Gut flora even more than diet, in fact, because it's so hard to change it. We can correct our childhood diet, but that alone generally won't correct our gut flora, especially when you throw antibiotics into the mix. Therefore, rather than your family having some mutant allergy gene, they have had a bad balance of gut flora, for generations. And every time a mother has given birth to her babies, she has passed that onto her children. Every time a mother breastfed, she passed that onto her children. Every time she bottlefed, she made the problem even worse. Every time someone took antibiotics, without taking probiotics (and probiotics didn't even exist 25 years ago) the problem became even worse. If your dad had allergies, it was because his mother passed on her gut dysbiosis, not because she passed on bad genes.

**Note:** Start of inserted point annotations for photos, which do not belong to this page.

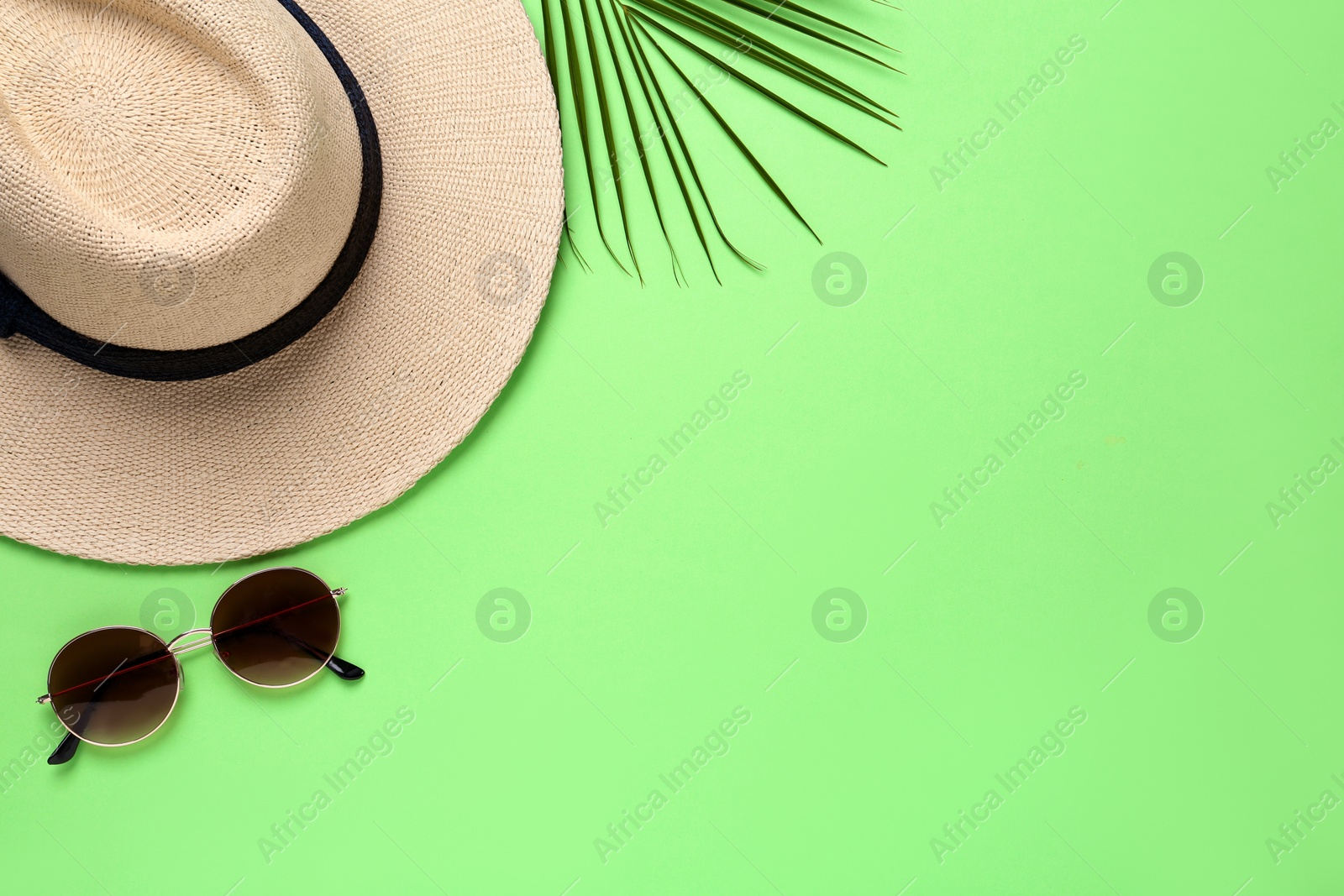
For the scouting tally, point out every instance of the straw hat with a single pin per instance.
(264, 266)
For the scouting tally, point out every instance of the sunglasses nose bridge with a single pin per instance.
(174, 647)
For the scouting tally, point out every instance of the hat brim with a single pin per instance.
(349, 417)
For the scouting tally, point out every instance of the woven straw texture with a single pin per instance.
(351, 416)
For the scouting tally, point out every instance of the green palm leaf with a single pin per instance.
(616, 97)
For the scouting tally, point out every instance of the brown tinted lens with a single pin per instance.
(114, 685)
(276, 627)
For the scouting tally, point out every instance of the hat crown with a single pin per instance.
(176, 174)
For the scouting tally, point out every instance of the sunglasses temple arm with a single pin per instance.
(343, 668)
(65, 752)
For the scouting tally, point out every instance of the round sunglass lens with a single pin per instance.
(276, 627)
(113, 687)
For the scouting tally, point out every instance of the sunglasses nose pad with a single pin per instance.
(347, 671)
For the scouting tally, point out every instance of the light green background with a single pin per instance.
(698, 598)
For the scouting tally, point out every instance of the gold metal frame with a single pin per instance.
(65, 725)
(175, 652)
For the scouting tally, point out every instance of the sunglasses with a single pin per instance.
(116, 687)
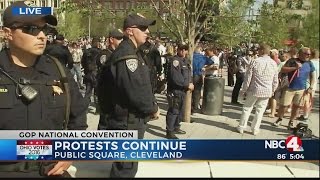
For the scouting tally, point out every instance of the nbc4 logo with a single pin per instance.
(294, 144)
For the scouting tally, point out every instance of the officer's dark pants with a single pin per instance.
(196, 94)
(175, 111)
(237, 87)
(230, 77)
(126, 169)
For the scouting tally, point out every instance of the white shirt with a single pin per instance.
(216, 62)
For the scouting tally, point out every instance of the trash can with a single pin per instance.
(213, 95)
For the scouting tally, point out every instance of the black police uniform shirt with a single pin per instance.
(46, 111)
(179, 75)
(133, 86)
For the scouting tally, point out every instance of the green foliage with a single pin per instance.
(310, 30)
(73, 27)
(231, 26)
(273, 26)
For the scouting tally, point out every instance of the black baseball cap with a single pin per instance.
(137, 20)
(10, 19)
(116, 33)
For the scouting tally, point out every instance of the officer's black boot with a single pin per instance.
(170, 135)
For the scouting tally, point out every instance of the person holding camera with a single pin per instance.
(36, 91)
(260, 82)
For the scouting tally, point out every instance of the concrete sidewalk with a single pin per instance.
(213, 127)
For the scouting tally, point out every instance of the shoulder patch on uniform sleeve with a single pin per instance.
(132, 64)
(103, 59)
(175, 63)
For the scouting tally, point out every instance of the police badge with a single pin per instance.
(132, 64)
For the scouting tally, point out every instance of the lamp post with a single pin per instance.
(89, 21)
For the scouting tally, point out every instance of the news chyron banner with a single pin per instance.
(124, 146)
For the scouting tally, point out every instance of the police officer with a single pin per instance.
(133, 102)
(89, 64)
(60, 51)
(114, 39)
(152, 57)
(179, 81)
(43, 105)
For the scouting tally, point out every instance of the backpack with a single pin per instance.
(106, 84)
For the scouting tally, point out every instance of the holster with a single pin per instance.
(173, 101)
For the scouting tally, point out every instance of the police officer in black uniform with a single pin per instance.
(115, 38)
(90, 68)
(152, 57)
(60, 51)
(42, 107)
(179, 81)
(127, 76)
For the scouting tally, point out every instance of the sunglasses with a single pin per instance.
(141, 28)
(33, 29)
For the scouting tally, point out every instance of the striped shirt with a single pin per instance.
(261, 78)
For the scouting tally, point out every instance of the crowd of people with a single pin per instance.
(123, 71)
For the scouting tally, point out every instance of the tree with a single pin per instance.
(73, 26)
(272, 25)
(310, 27)
(234, 24)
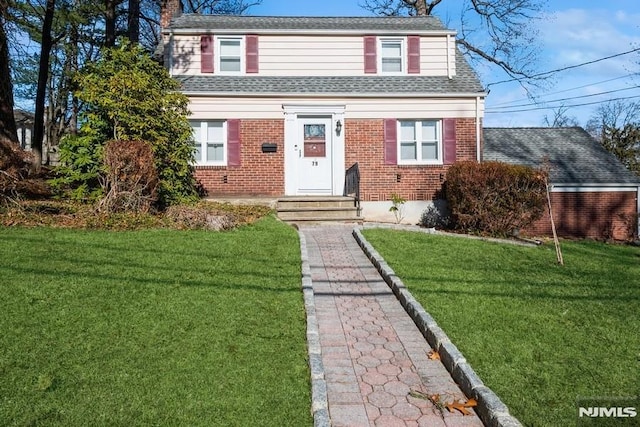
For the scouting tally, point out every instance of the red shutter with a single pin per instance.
(449, 141)
(370, 59)
(414, 54)
(233, 142)
(390, 142)
(252, 54)
(206, 54)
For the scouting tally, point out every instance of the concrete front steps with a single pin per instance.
(317, 209)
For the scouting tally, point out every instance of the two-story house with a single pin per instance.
(284, 106)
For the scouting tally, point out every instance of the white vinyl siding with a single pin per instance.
(304, 55)
(210, 141)
(420, 142)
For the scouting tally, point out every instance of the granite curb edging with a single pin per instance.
(319, 399)
(491, 410)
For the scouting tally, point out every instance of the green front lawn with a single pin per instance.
(153, 327)
(539, 334)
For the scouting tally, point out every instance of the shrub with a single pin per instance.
(131, 180)
(494, 197)
(128, 96)
(435, 216)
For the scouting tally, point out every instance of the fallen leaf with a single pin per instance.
(462, 407)
(418, 395)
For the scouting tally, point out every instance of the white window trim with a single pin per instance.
(204, 124)
(403, 55)
(418, 130)
(218, 55)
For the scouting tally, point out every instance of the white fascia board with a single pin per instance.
(592, 188)
(195, 31)
(333, 95)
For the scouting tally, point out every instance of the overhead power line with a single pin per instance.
(508, 103)
(567, 106)
(570, 67)
(529, 104)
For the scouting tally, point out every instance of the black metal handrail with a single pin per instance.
(352, 184)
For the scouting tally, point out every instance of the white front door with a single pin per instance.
(314, 146)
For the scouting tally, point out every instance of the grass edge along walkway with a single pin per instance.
(538, 334)
(153, 327)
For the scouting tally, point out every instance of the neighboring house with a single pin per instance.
(24, 122)
(593, 194)
(283, 106)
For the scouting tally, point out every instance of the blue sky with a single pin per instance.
(571, 32)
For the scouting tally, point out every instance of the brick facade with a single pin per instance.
(597, 215)
(363, 144)
(259, 174)
(262, 174)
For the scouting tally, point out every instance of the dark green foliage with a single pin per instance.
(624, 143)
(129, 97)
(79, 170)
(495, 198)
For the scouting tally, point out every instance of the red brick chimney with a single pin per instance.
(169, 9)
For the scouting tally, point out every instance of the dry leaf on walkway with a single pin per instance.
(418, 395)
(462, 407)
(433, 355)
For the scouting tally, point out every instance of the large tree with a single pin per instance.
(498, 31)
(12, 161)
(616, 125)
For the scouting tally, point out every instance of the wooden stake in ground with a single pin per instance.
(556, 241)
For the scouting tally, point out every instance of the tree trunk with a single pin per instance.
(8, 130)
(110, 23)
(43, 78)
(134, 21)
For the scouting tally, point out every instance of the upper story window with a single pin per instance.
(210, 142)
(231, 54)
(391, 55)
(420, 142)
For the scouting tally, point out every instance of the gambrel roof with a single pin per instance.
(368, 25)
(465, 82)
(575, 157)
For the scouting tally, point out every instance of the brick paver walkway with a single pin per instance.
(373, 354)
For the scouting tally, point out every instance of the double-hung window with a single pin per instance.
(210, 142)
(392, 55)
(230, 55)
(420, 142)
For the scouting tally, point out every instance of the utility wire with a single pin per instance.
(570, 67)
(567, 106)
(507, 103)
(564, 99)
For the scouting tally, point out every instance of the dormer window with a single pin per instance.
(391, 55)
(231, 54)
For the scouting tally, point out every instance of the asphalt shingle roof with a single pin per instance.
(394, 24)
(575, 156)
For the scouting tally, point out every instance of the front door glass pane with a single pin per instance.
(315, 140)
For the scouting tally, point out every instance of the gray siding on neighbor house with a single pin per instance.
(575, 156)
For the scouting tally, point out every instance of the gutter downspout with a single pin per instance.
(170, 53)
(449, 73)
(638, 213)
(478, 130)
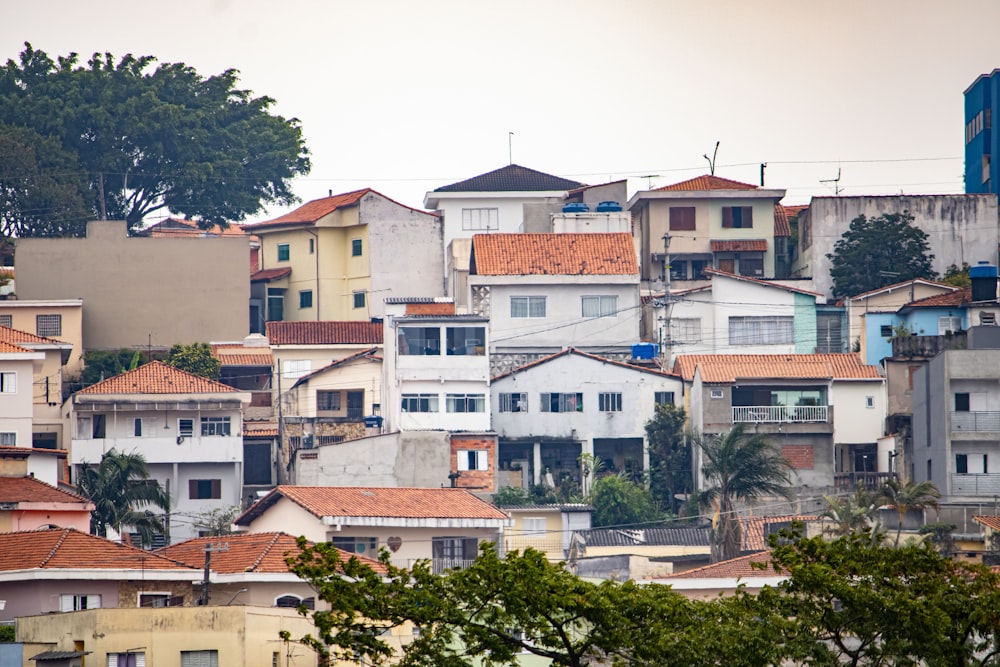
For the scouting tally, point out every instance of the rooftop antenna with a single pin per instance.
(711, 160)
(836, 183)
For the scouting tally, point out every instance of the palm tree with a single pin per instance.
(738, 467)
(908, 495)
(123, 494)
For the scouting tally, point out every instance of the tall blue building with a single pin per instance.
(982, 152)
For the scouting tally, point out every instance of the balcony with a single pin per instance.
(976, 421)
(778, 414)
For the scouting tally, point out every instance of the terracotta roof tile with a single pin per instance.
(66, 548)
(394, 502)
(553, 254)
(29, 489)
(324, 333)
(708, 182)
(512, 178)
(736, 245)
(157, 377)
(727, 368)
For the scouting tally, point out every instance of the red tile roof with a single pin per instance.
(66, 548)
(31, 490)
(746, 245)
(708, 182)
(553, 254)
(727, 368)
(324, 333)
(157, 377)
(394, 502)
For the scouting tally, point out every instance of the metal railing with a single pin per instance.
(762, 414)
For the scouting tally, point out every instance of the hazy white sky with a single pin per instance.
(405, 96)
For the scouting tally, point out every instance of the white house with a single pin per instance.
(188, 428)
(545, 292)
(547, 413)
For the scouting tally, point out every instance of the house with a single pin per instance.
(544, 292)
(825, 412)
(338, 257)
(188, 428)
(548, 413)
(123, 317)
(960, 229)
(444, 525)
(63, 569)
(707, 222)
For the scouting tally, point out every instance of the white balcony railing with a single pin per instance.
(775, 414)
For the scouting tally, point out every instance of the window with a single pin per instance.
(682, 218)
(514, 402)
(473, 459)
(609, 402)
(527, 306)
(465, 403)
(419, 341)
(480, 219)
(199, 659)
(562, 402)
(48, 325)
(599, 306)
(328, 400)
(78, 602)
(215, 426)
(685, 329)
(204, 489)
(466, 341)
(766, 330)
(663, 398)
(737, 217)
(420, 403)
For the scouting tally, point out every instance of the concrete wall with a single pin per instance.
(960, 228)
(135, 293)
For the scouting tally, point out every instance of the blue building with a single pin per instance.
(981, 148)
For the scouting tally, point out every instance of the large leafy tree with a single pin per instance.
(879, 251)
(149, 137)
(738, 467)
(123, 494)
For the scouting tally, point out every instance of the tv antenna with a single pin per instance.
(836, 183)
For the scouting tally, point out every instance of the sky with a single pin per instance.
(406, 96)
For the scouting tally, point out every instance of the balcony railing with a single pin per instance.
(975, 421)
(773, 414)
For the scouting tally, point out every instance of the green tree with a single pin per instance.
(123, 493)
(738, 467)
(42, 191)
(195, 358)
(906, 496)
(879, 251)
(669, 457)
(618, 501)
(150, 138)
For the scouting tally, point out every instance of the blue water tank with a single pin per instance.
(644, 350)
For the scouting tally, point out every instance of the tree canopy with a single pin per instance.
(147, 137)
(879, 251)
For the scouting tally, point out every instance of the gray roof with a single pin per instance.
(512, 178)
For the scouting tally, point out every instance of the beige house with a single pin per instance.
(134, 291)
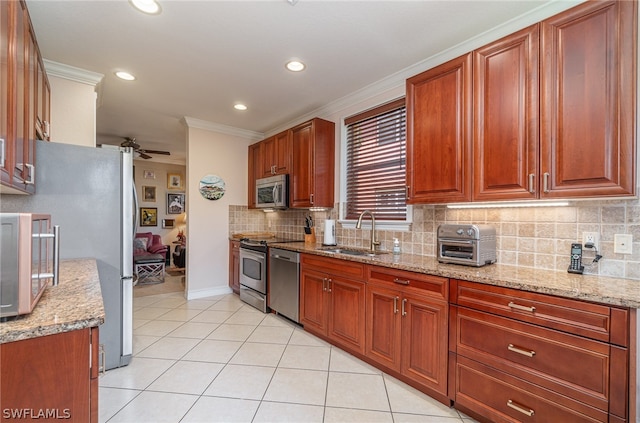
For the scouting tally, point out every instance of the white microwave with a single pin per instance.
(29, 260)
(272, 192)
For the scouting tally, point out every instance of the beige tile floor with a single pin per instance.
(219, 360)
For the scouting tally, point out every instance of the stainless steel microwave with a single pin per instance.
(272, 192)
(29, 260)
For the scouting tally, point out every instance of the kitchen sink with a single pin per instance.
(351, 252)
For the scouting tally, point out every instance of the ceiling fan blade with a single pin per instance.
(166, 153)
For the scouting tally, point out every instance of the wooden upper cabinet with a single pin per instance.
(6, 112)
(588, 86)
(255, 171)
(505, 141)
(24, 95)
(439, 122)
(276, 157)
(312, 175)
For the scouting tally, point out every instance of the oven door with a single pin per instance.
(253, 270)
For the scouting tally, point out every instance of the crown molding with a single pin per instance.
(72, 73)
(190, 122)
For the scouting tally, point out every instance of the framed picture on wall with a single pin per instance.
(174, 181)
(175, 203)
(148, 193)
(148, 216)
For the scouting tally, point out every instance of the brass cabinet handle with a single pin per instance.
(520, 307)
(515, 349)
(520, 408)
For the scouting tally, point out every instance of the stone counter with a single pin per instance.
(611, 291)
(76, 303)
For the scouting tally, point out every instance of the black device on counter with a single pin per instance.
(576, 259)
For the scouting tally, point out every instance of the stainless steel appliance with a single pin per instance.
(253, 273)
(272, 192)
(471, 245)
(89, 192)
(29, 261)
(284, 282)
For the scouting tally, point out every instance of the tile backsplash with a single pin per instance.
(538, 237)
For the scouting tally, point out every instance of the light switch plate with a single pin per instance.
(623, 244)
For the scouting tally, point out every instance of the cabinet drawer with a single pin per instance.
(567, 364)
(433, 286)
(344, 268)
(501, 397)
(573, 316)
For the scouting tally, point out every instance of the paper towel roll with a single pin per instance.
(329, 232)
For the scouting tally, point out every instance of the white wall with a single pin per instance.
(73, 103)
(73, 112)
(222, 152)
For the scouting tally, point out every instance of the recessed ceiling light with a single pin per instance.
(125, 75)
(151, 7)
(295, 65)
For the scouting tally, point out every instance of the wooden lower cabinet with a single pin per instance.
(52, 377)
(522, 356)
(332, 305)
(406, 317)
(234, 266)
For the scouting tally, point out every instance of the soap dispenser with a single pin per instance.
(396, 246)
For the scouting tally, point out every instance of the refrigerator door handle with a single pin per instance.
(127, 316)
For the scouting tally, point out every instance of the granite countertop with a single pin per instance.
(76, 303)
(606, 290)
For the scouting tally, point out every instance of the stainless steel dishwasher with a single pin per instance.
(284, 282)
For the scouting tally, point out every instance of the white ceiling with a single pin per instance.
(198, 58)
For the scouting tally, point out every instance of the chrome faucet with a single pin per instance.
(373, 228)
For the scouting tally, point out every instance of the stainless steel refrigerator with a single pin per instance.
(90, 193)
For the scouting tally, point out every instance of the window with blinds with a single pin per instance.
(376, 162)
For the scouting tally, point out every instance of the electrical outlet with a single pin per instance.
(623, 244)
(592, 237)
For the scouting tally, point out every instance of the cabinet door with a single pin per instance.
(276, 154)
(302, 183)
(383, 326)
(587, 105)
(424, 341)
(313, 304)
(48, 373)
(505, 92)
(255, 171)
(346, 313)
(439, 133)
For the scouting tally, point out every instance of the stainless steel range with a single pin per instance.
(254, 270)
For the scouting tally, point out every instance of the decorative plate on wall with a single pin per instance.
(212, 187)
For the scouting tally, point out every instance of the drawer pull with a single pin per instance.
(522, 308)
(513, 348)
(520, 408)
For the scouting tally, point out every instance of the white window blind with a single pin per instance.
(376, 162)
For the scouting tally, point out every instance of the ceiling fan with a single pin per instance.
(131, 142)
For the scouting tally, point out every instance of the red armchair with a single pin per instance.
(146, 243)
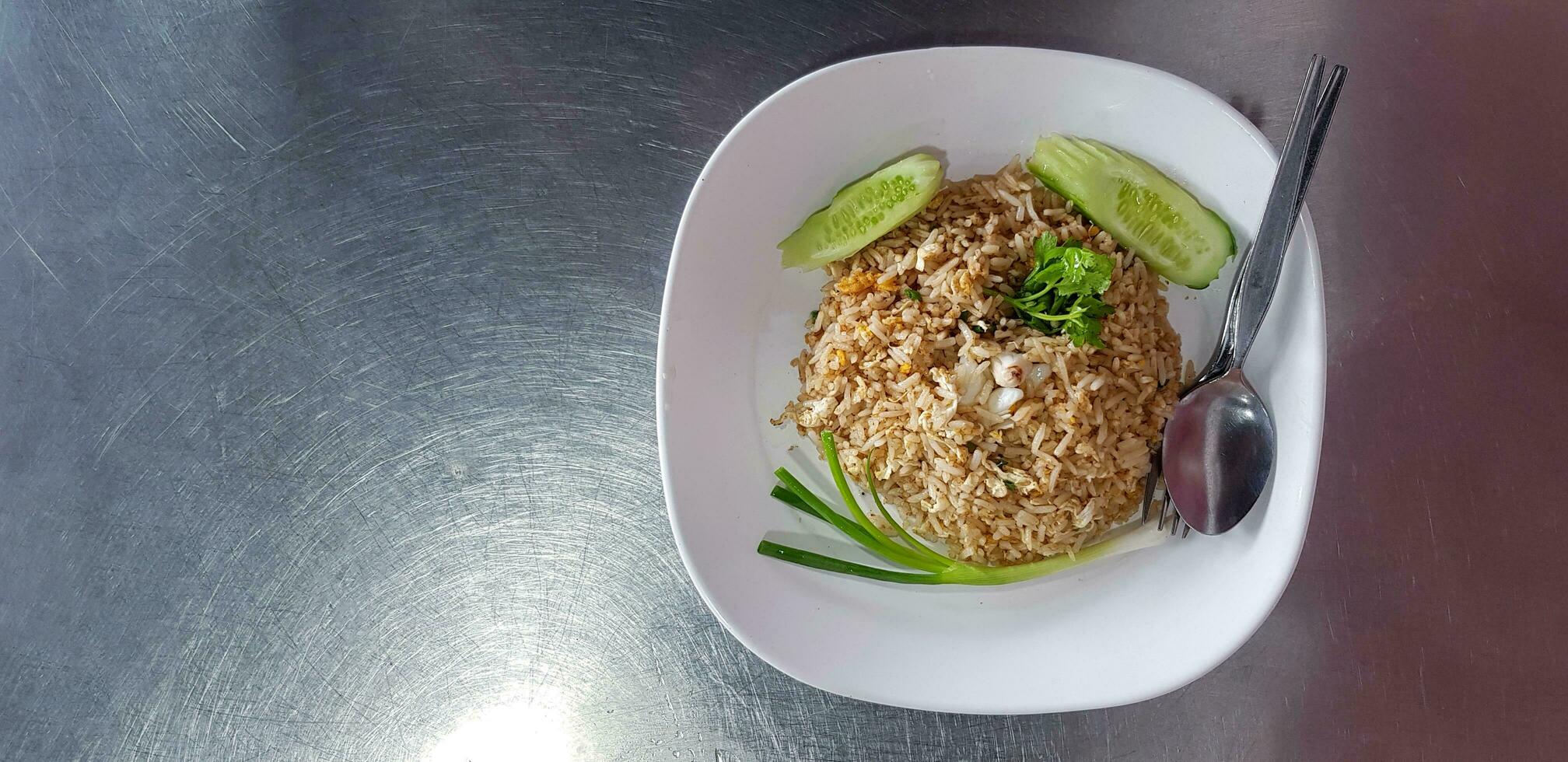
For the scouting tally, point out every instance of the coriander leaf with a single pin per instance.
(1084, 271)
(1084, 330)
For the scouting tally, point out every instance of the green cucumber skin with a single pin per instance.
(808, 250)
(1203, 274)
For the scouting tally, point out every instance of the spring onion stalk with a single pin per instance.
(932, 568)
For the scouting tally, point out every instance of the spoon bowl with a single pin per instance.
(1219, 452)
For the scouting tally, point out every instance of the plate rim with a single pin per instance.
(1316, 348)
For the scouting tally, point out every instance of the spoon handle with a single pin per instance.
(1259, 270)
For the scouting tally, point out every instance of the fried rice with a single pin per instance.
(913, 383)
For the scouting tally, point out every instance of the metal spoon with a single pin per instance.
(1220, 441)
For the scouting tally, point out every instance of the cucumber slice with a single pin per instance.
(1140, 208)
(863, 211)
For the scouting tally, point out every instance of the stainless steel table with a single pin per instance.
(327, 383)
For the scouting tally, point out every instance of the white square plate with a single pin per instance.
(1111, 632)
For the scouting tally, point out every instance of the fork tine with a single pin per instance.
(1148, 488)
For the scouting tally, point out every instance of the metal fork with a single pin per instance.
(1154, 484)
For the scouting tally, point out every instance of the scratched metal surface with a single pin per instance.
(327, 383)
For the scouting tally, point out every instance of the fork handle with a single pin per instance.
(1259, 270)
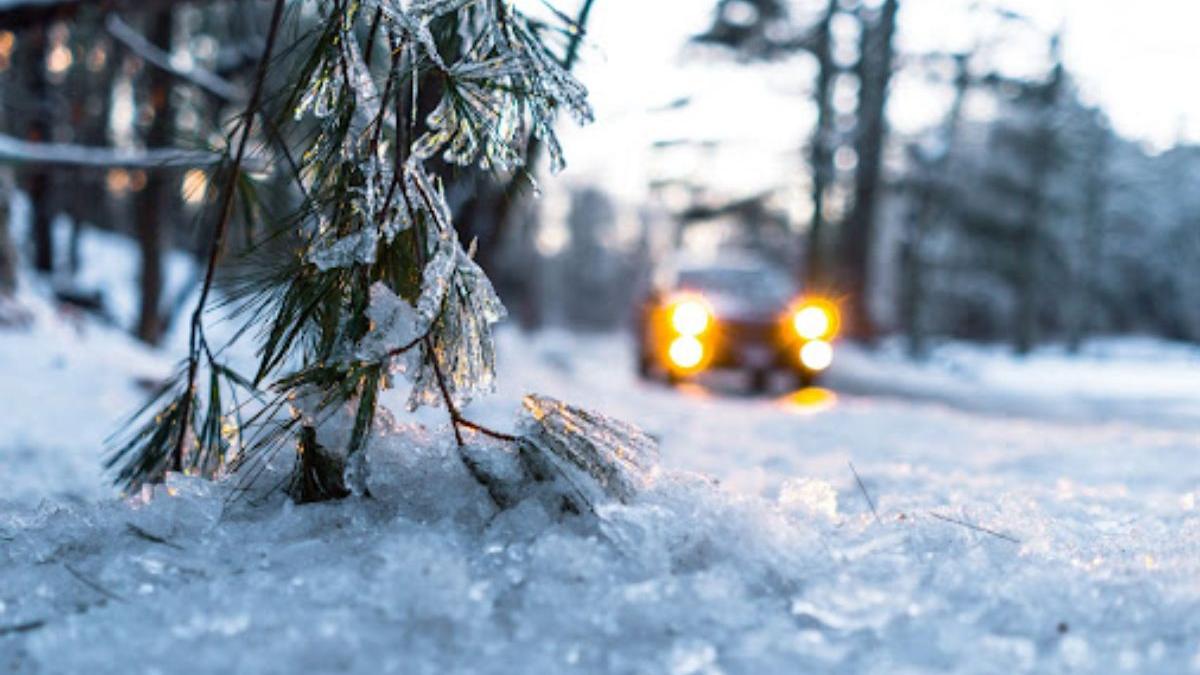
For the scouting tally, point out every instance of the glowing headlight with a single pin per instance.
(813, 322)
(690, 317)
(685, 351)
(816, 354)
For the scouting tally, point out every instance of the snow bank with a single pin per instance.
(427, 575)
(66, 381)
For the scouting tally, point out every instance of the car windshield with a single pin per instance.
(753, 285)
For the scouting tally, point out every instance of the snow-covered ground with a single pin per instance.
(1014, 515)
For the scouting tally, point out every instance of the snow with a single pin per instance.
(1006, 536)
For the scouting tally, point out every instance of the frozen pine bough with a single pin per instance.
(385, 100)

This is all evidenced by the fact that the incidence of allergies has increased exponentially in the past 50 years. It is impossible that it could be due to genetics. If it were due to genetics, there would obviously be a higher number of people with allergies, just because there are more people on the planet today than there were 50 years ago. However, the
proportions would be the
same. If only 5% of people had allergies 50 years ago, and allergies were genetic, then only 5% of people (give or take a few, obviously) should have allergies today. But that's not the case. There has been a HUGE increase in the
percentage of people with allergies and in the number of allergies allergic people have. Genetics couldn't cause that.
Since the problem of allergies has become more prevalent with formula feeding (which equals bad, bad gut dysbiosis), poor diet, invention of antibiotics, it's more in line with the science to believe that, in the presence of gut dysbiosis (and probably other factors, too), your family develops multiple (severe?) allergies. Your genes predispose you to it, if certain conditions present themselves, but your genes alone won't cause you to develop allergies.
I haven't had nearly enough sleep and I'm rambling waaayyy to much to try to make a point (although probably more to lurkers than to you, since you seem to have gotten it already, lol). The point is that you can take some control of this. There will be factors, like pollution and maybe even the occasional necessary antibiotic, that will be out of your control. I am not one to believe that allergies can ALWAYS be prevented or cured in ALL people ALL the time, because there are so many factors we really can't control involved. But I definitely believe we can reduce the risk to our children - and that some people
can cure their allergies. It's just worth trying, because there is definitely nothing at all to lose, and so much to gain.